Safety at the Tunnel exit was a specific concern. The area offers very limited run-off, and the FIA concluded the speeds generated by straight mode activation would create unacceptable risk there.
The governing body also required each zone to remain safe not just during a low-fuel qualifying lap, but also at the end of a race stint, when tyre performance has degraded significantly. Monaco could not satisfy that standard at any point on the lap.
Overtake mode remains, but optimism is scarce
Drivers will not be entirely without dynamic tools. An energy-based overtake mode remains available. It gives a driver extra electrical power when they are within one second of the car ahead, with the activation zone set before the final corner.
Detection for the overtake mode takes place between the Swimming Pool section and La Rascasse, triggering just before Turns 18 and 19.

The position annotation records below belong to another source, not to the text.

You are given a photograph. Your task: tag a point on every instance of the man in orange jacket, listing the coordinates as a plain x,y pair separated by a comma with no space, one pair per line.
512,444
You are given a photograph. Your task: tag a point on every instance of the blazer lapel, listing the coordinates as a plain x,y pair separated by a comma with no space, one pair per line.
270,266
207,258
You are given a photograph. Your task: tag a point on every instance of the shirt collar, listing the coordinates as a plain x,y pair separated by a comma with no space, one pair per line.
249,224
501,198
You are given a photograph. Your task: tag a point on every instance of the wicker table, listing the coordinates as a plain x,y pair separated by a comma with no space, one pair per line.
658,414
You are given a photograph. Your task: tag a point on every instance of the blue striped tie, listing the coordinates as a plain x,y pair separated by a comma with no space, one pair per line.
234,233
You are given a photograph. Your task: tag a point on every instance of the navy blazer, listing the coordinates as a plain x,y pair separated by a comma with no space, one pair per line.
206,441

Whether that provides genuine overtaking opportunities is another matter. Gabriel Bortoleto spoke plainly about his expectations after the Canadian Grand Prix.
“I think it’s going to be difficult to overtake in Monaco if I’m honest with you, because there is a lot of recharging in Monaco,” he told Planet F1. “The SM will be off, if I understood correctly, so also the effect of the wing is not going to be there.”
Bortoleto was not dismissive of the race itself, but he did not reach for false optimism either.
“I think hopefully it’s a bit more fun racing than last year, but we know that we have now these big cars, and unfortunately, it’s not easy to overtake, so I don’t expect to be massively different from the past, but I hope to be wrong,” he said.
His assessment reflects what most within the paddock already know: Monaco rewards qualifying position above all else, and a race pass almost always requires the car in front to make a mistake.
A window opens for Ferrari
Removing straight mode from the equation changes more than just the technical setup for one weekend. It removes a competitive layer that has consistently favoured Mercedes.
With aerodynamic surfaces fixed throughout the race, the performance factors shift towards chassis balance and mechanical grip through slow corners.
Ferrari’s SF-26 is widely regarded as one of the best cars on the grid through medium and low-speed sections. The car’s power unit has shown a relative weakness at high engine speeds, but that matters far less in Monte Carlo than it does anywhere else on the calendar.
Ferrari team principal Fred Vasseur has a second upgrade package planned for the Spanish Grand Prix the following week, so significant new parts are unlikely to appear this weekend. The SF-26 may not need them.
Charles Leclerc, who races in Monaco as his home grand prix, will look forward to a second victory in the streets of the principality. He will not need reminding of what this weekend represents.
McLaren, which runs the shortest wheelbase on the grid, will also carry legitimate ambitions. Their car’s compact dimensions tend to suit the tighter sections of the circuit.
Teams could also look at bringing aerodynamic configurations built specifically for Monaco’s demands, though the budget cap makes any single-race development solution a difficult financial calculation.
What the Monaco GP promises to offer, in a season that has so far looked settled, is genuine uncertainty. Without straight mode, raw engine power matters less than it has at any other round. The team that wins will not necessarily be the one with the strongest package on a conventional circuit.